The dentate nucleus (DN) is a gray matter structure deep in the cerebellum involved in motor coordination, sensory input integration, executive planning, language, and visuospatial function. The DN is an emerging biomarker of disease, informing studies that advance pathophysiologic understanding of neurodegenerative and related disorders. The main challenge in defining the DN radiologically is that, like many deep gray matter structures, it has poor contrast in T1-weighted magnetic resonance (MR) images and therefore requires specialized MR acquisitions for visualization. Manual tracing of the DN across multiple acquisitions is resource-intensive and does not scale well to large datasets. We describe a technique that automatically segments the DN using deep learning (DL) on common imaging sequences, such as T1-weighted, T2-weighted, and diffusion MR imaging. We trained a DL algorithm that can automatically delineate the DN and provide an estimate of its volume. The automatic segmentation achieved higher agreement to the manual labels compared to template registration, which is the current common practice in DN segmentation or multiatlas segmentation of manual labels. Across all sequences, the FA maps achieved the highest mean Dice similarity coefficient (DSC) of 0.83 compared to T1 imaging (DSC  =  0.76), T2 imaging (DSC  =  0.79), or a multisequence approach (DSC  =  0.80). A single atlas registration approach using the spatially unbiased atlas template of the cerebellum and brainstem template achieved a DSC of 0.23, and multi-atlas segmentation achieved a DSC of 0.33. Overall, we propose a method of delineating the DN on clinical imaging that can reproduce manual labels with higher accuracy than current atlas-based tools.

 

Qualitative results of the DN segmentation. Here, we show the output of the automatic segmentation using unimodal U-Net, a multisequence U-Net, and single atlas registration of the SUIT template in the same subject. The manual label is shown in green while the predicted label is shown in red. Overlap between the two structures is shown in yellow. The Dice coefficient is 0.95 for the unimodal T1 model, 0.95 for the unimodal T2 model, 0.97 for the unimodal FA model, 0.93 for the multisequence model, 0.41 for the SUIT atlas, and 0.43 for the multi-atlas segmentation. Note: the multiatlas segmentation results were registered to the SUIT template for visualization.
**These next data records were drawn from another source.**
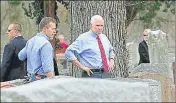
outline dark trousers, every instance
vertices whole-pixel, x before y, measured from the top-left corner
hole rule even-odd
[[[87,75],[87,72],[83,71],[82,72],[82,77],[83,78],[110,78],[110,74],[108,72],[93,72],[93,74]]]

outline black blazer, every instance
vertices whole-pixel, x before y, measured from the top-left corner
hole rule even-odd
[[[140,56],[139,64],[150,63],[148,45],[144,40],[139,43],[138,51]]]
[[[22,36],[15,37],[4,47],[1,64],[1,81],[22,79],[27,75],[26,61],[20,61],[18,53],[26,45],[27,40]]]

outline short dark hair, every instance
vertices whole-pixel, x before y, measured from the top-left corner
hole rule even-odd
[[[39,30],[41,31],[44,27],[48,26],[50,22],[56,23],[56,20],[52,17],[44,17],[39,24]]]
[[[13,28],[19,32],[21,32],[21,24],[19,23],[13,23]]]

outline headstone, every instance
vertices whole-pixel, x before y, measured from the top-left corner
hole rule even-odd
[[[161,30],[152,31],[148,40],[150,63],[168,63],[168,36]]]
[[[133,71],[133,68],[138,66],[139,63],[139,53],[138,53],[138,43],[129,42],[127,43],[127,49],[129,51],[129,72]]]
[[[2,88],[1,101],[161,102],[159,85],[160,83],[155,80],[120,78],[114,80],[73,77],[43,79],[8,89]],[[154,98],[151,95],[155,95]]]
[[[162,102],[175,102],[175,86],[171,63],[141,64],[134,69],[130,77],[160,81]]]

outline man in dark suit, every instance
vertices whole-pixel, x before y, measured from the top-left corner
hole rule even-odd
[[[4,47],[1,64],[1,82],[22,79],[27,75],[26,61],[20,61],[18,58],[18,53],[27,42],[21,35],[21,25],[18,23],[10,24],[7,34],[10,42]]]
[[[151,30],[145,29],[143,33],[143,41],[139,43],[138,51],[139,51],[139,65],[141,63],[150,63],[149,52],[148,52],[148,38]]]

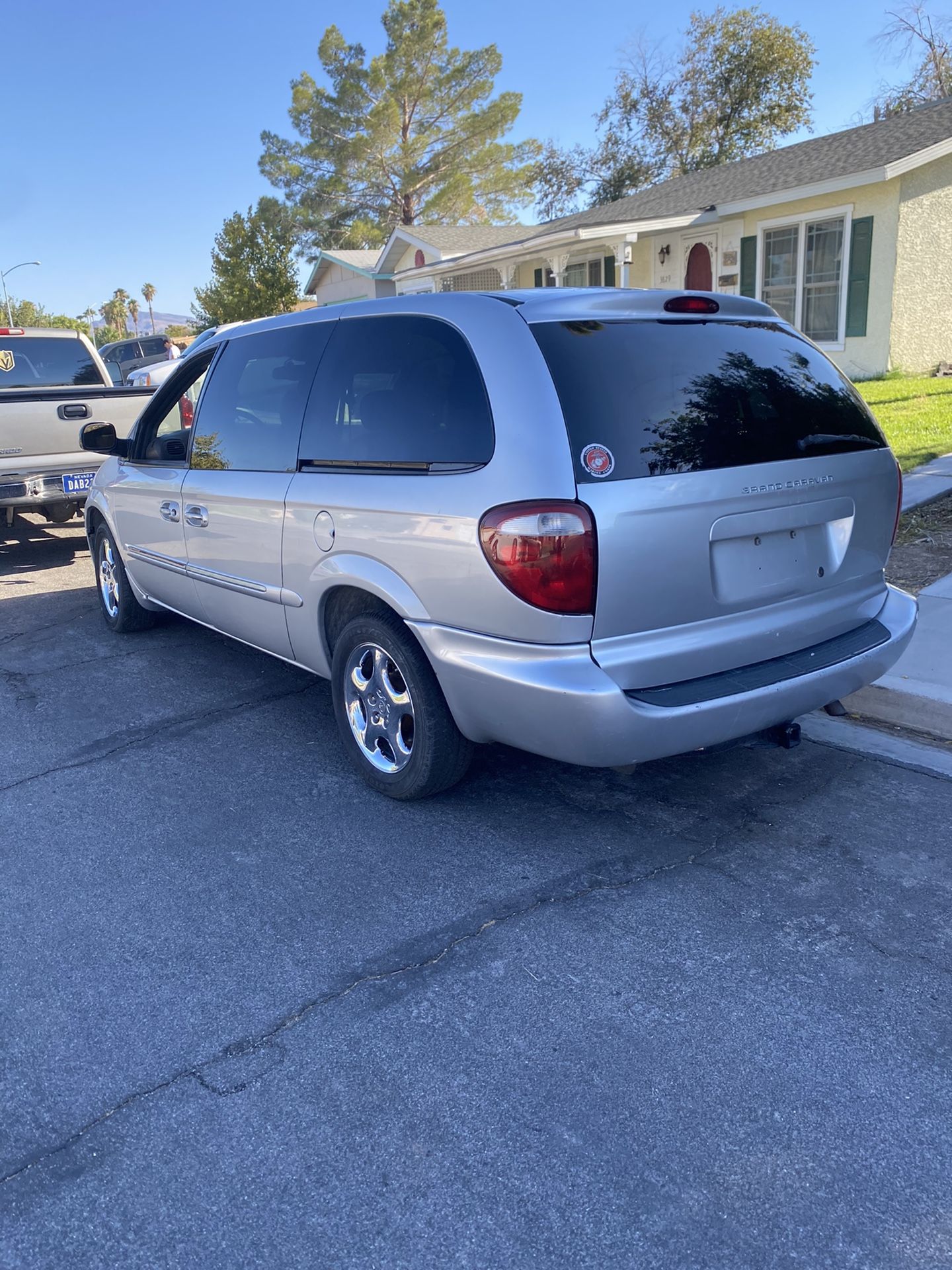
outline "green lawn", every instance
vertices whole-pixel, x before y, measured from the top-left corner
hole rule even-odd
[[[872,406],[904,472],[952,453],[952,378],[895,376],[857,389]]]

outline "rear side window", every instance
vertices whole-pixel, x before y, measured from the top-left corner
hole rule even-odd
[[[886,444],[852,384],[777,323],[539,323],[532,333],[562,404],[579,481]],[[608,466],[607,475],[584,465],[586,447],[595,447],[589,464]]]
[[[336,324],[301,434],[301,461],[336,466],[475,466],[493,419],[470,345],[435,318]]]
[[[102,387],[103,376],[79,339],[0,335],[0,392],[84,384]]]
[[[192,443],[193,467],[291,472],[329,323],[232,339],[208,377]]]

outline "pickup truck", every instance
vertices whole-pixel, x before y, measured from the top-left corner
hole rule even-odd
[[[0,526],[17,512],[57,525],[81,512],[100,460],[80,448],[88,420],[127,437],[154,389],[116,387],[80,331],[0,326]]]

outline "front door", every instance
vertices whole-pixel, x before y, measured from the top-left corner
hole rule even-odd
[[[297,470],[307,394],[330,323],[231,339],[198,406],[182,486],[189,574],[203,620],[292,657],[282,582],[284,495]]]
[[[685,291],[712,291],[713,271],[711,251],[706,243],[696,243],[688,253],[688,268],[684,273]]]
[[[155,394],[140,417],[129,457],[110,488],[116,532],[126,569],[150,598],[199,616],[187,573],[182,483],[188,470],[189,425],[212,354],[189,359]]]

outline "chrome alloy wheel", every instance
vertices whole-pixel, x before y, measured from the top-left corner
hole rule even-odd
[[[378,772],[401,772],[414,747],[414,704],[393,658],[378,644],[358,644],[347,662],[347,716],[358,745]]]
[[[99,593],[109,617],[116,617],[119,612],[119,579],[116,575],[116,556],[109,538],[103,538],[99,547]]]

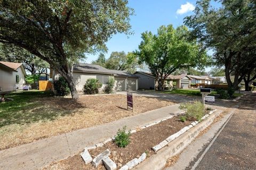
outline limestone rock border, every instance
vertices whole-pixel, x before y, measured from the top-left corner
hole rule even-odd
[[[199,122],[201,122],[201,121],[205,120],[205,118],[206,118],[207,117],[209,117],[210,115],[211,115],[212,113],[215,112],[216,110],[217,110],[217,109],[211,110],[208,114],[204,115],[200,120],[200,121],[199,122],[196,121],[194,121],[194,122],[192,122],[191,123],[190,123],[190,124],[189,125],[184,127],[183,128],[181,129],[178,132],[171,135],[171,136],[167,138],[165,140],[164,140],[164,141],[161,142],[158,144],[157,144],[157,145],[154,146],[154,147],[153,147],[152,149],[154,151],[155,151],[155,152],[157,152],[160,149],[161,149],[162,148],[163,148],[165,146],[167,146],[169,143],[170,143],[171,142],[172,142],[172,141],[173,141],[174,140],[177,139],[178,137],[179,137],[180,135],[181,135],[181,134],[182,134],[183,133],[186,132],[187,131],[189,130],[190,128],[195,126],[196,124],[198,124],[199,123]],[[135,133],[136,132],[137,132],[138,131],[139,131],[140,130],[141,130],[141,129],[145,129],[145,128],[148,128],[148,127],[150,127],[153,125],[157,124],[158,124],[158,123],[161,123],[163,121],[166,121],[168,119],[171,118],[175,116],[181,115],[181,114],[184,114],[185,113],[185,112],[182,112],[178,113],[175,115],[170,116],[169,116],[166,118],[161,120],[159,121],[156,121],[155,122],[153,122],[153,123],[150,123],[150,124],[146,124],[143,126],[139,127],[139,128],[137,128],[137,129],[134,129],[133,130],[132,130],[131,131],[131,133]],[[114,141],[115,140],[115,137],[112,137],[112,138],[110,138],[107,139],[105,141],[103,141],[102,142],[100,142],[100,143],[98,143],[95,144],[94,145],[92,145],[92,146],[90,146],[85,147],[85,149],[84,149],[84,152],[81,154],[81,155],[83,159],[84,160],[85,160],[85,164],[89,164],[89,163],[92,162],[92,159],[91,159],[91,155],[90,155],[90,154],[88,152],[88,150],[95,149],[98,147],[101,147],[103,146],[105,144],[106,144],[106,143],[108,143],[110,141]],[[84,156],[85,155],[87,157],[87,158],[86,157],[83,157],[82,155],[83,155]],[[141,154],[141,155],[140,156],[140,157],[139,158],[134,158],[134,159],[130,160],[127,163],[126,163],[126,164],[120,168],[120,169],[121,170],[131,169],[131,168],[133,168],[134,167],[138,165],[139,164],[142,163],[143,160],[145,160],[146,159],[146,157],[147,157],[146,154],[144,152],[142,154]],[[94,159],[95,159],[95,158],[94,158]],[[91,159],[92,159],[92,160],[90,160]],[[86,161],[85,161],[85,160]]]

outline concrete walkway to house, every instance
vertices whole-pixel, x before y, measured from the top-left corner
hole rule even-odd
[[[0,151],[0,169],[35,169],[102,142],[126,125],[135,129],[180,112],[179,105],[165,107],[101,125],[81,129]]]

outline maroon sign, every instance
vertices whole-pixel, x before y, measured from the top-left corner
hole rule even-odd
[[[132,92],[127,92],[127,109],[130,109],[133,112],[132,103]]]

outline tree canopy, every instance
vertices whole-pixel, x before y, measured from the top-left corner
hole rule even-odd
[[[201,50],[196,39],[189,38],[189,33],[185,26],[175,29],[172,25],[160,27],[156,35],[151,31],[142,33],[142,41],[135,54],[140,63],[148,66],[160,90],[166,78],[177,70],[207,64],[205,50]]]
[[[199,0],[195,14],[185,22],[205,48],[212,49],[216,65],[224,66],[230,91],[237,87],[247,73],[256,67],[256,2],[253,0]],[[230,75],[234,75],[231,81]],[[232,93],[229,93],[230,96]]]
[[[126,54],[124,52],[113,52],[107,59],[100,54],[97,60],[92,64],[98,64],[108,69],[126,71],[133,73],[137,68],[141,69],[138,64],[136,56],[132,53]]]
[[[85,53],[104,48],[117,32],[130,33],[127,0],[3,0],[0,42],[23,48],[47,62],[77,99],[73,64]]]

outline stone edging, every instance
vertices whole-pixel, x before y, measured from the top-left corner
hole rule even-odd
[[[204,116],[203,116],[203,117],[202,117],[202,118],[200,120],[200,121],[199,122],[198,121],[194,121],[194,122],[192,122],[191,123],[190,123],[190,124],[189,125],[183,128],[178,132],[177,132],[177,133],[175,133],[173,134],[172,134],[171,135],[170,135],[170,137],[167,138],[165,140],[162,141],[160,143],[159,143],[158,144],[156,145],[155,146],[153,147],[152,149],[155,152],[157,152],[158,150],[159,150],[160,149],[161,149],[162,148],[163,148],[163,147],[164,147],[165,146],[166,146],[166,145],[169,144],[170,142],[172,142],[174,139],[175,139],[176,138],[177,138],[178,137],[180,136],[181,134],[185,133],[189,129],[191,128],[193,126],[195,126],[196,125],[198,124],[198,123],[199,122],[201,122],[201,121],[205,120],[207,117],[208,117],[210,115],[211,115],[212,113],[215,112],[216,110],[217,110],[216,109],[211,110],[209,112],[209,113],[208,113],[208,114],[206,114],[205,115],[204,115]]]
[[[206,114],[204,115],[200,120],[200,121],[202,121],[209,117],[211,114],[212,114],[213,113],[215,112],[217,110],[211,110],[209,112],[209,114]],[[162,119],[161,120],[155,122],[154,123],[151,123],[150,124],[147,124],[143,126],[140,126],[139,128],[134,129],[133,130],[132,130],[131,131],[131,133],[133,133],[137,131],[139,131],[141,129],[147,128],[150,126],[151,126],[153,125],[157,124],[161,122],[166,121],[168,119],[171,118],[174,116],[179,115],[180,114],[184,114],[185,112],[182,112],[179,113],[178,113],[175,115],[171,115],[170,116],[169,116],[166,118],[165,118],[164,119]],[[155,146],[153,148],[152,148],[152,149],[155,151],[155,152],[157,152],[158,150],[161,149],[162,148],[166,146],[167,144],[168,144],[170,142],[172,142],[173,141],[174,139],[179,137],[180,135],[183,134],[183,133],[186,132],[187,130],[188,130],[189,129],[195,126],[196,124],[197,124],[199,123],[198,121],[194,121],[192,122],[189,126],[185,126],[185,128],[182,128],[181,130],[180,130],[179,132],[177,132],[176,133],[174,133],[174,134],[172,134],[172,135],[170,136],[167,138],[166,138],[165,140],[161,142],[159,144],[157,144],[157,146]],[[80,155],[82,157],[83,159],[85,162],[86,164],[87,164],[92,162],[93,162],[93,164],[95,166],[97,167],[99,164],[100,164],[101,162],[103,162],[103,164],[105,164],[106,167],[108,167],[109,169],[116,169],[116,165],[115,164],[115,163],[113,160],[111,160],[109,158],[109,156],[110,155],[110,151],[108,150],[108,151],[107,151],[107,150],[105,150],[104,152],[107,152],[108,154],[104,155],[103,152],[102,152],[99,155],[98,155],[94,159],[92,159],[92,157],[90,155],[88,150],[90,149],[95,149],[98,147],[101,147],[104,145],[104,144],[106,144],[110,141],[114,141],[115,140],[115,137],[108,138],[105,141],[104,141],[102,142],[100,142],[98,143],[97,143],[94,145],[89,146],[87,147],[85,147],[84,149],[84,151],[83,152],[81,153]],[[139,158],[134,158],[128,163],[126,163],[125,165],[123,166],[120,169],[121,170],[126,170],[126,169],[131,169],[133,167],[135,167],[135,166],[138,165],[139,164],[142,163],[143,160],[146,159],[146,158],[147,157],[146,154],[146,153],[143,153],[140,157]],[[100,157],[100,158],[97,158],[98,157]]]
Qualitative results of the DN segmentation. Here, we show the output of the automatic segmentation using unimodal U-Net, a multisequence U-Net, and single atlas registration of the SUIT template in the same subject. The manual label is shown in green while the predicted label is shown in red. Overlap between the two structures is shown in yellow. The Dice coefficient is 0.95 for the unimodal T1 model, 0.95 for the unimodal T2 model, 0.97 for the unimodal FA model, 0.93 for the multisequence model, 0.41 for the SUIT atlas, and 0.43 for the multi-atlas segmentation. Note: the multiatlas segmentation results were registered to the SUIT template for visualization.